To put this desire into practice, in 2025 he plans to spend some time in South Korea, which is one of the birthplaces of this new technique, and further refine his knowledge and surgical precision.
Paying more attention to physical health is another of your goals. “My focus is to complete a marathon and I am training for that. I also want to see my son’s development in this direction more and more, which is why I want him to also dedicate himself to sport. In the same way that I had the pleasure of competing, I want my son to experience the feeling of victories and defeats, the pleasure of fighting with yourself and showing that you can want to become a better person. I think that my dream today is personally projected on my son’s realization”.
Further leveraging your podcast is another goal to be achieved. “I’ve had a project for a year called ‘Our Podcast Column’. Maybe this is a real challenge, because it’s an area that I don’t master. I communicate with my patient in the office, but I don’t communicate with the microphone. I don’t communicate with a person who I can’t look in the eye. So learning how to do this has been a challenge. Being able to reach the largest number of people, spread knowledge about this channel that we try to select our guests with such care and try to extract it in a simple, tasty way, in a way that the person listening enjoys the conversation and, most importantly, she understands the message”, points out Machado.

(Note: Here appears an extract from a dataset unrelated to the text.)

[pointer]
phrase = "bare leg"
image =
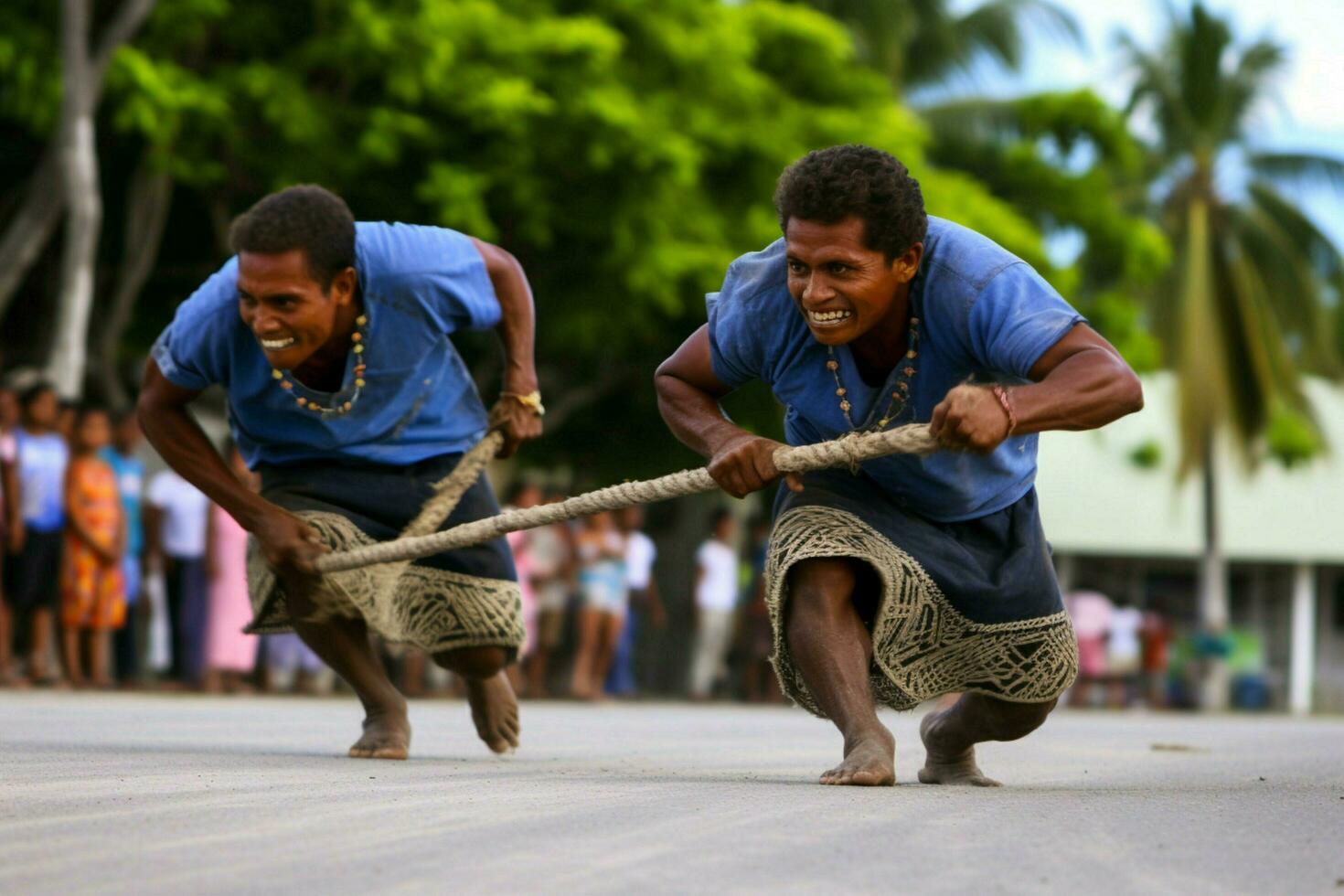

If you could summarize your podcast in one sentence, it would be trying to live a better quality of life. “I think that’s what we must look for. When we leave home, regardless of our profession, we need to have a quality of life. It’s about getting to the end of the day, at the end of the week, breathing and saying, ‘Wow, I helped, I’m happy’. And that’s what personal fulfillment is, it’s being able to put your head on the pillow and say ‘another day won, with victory, with satisfaction’”, he concludes.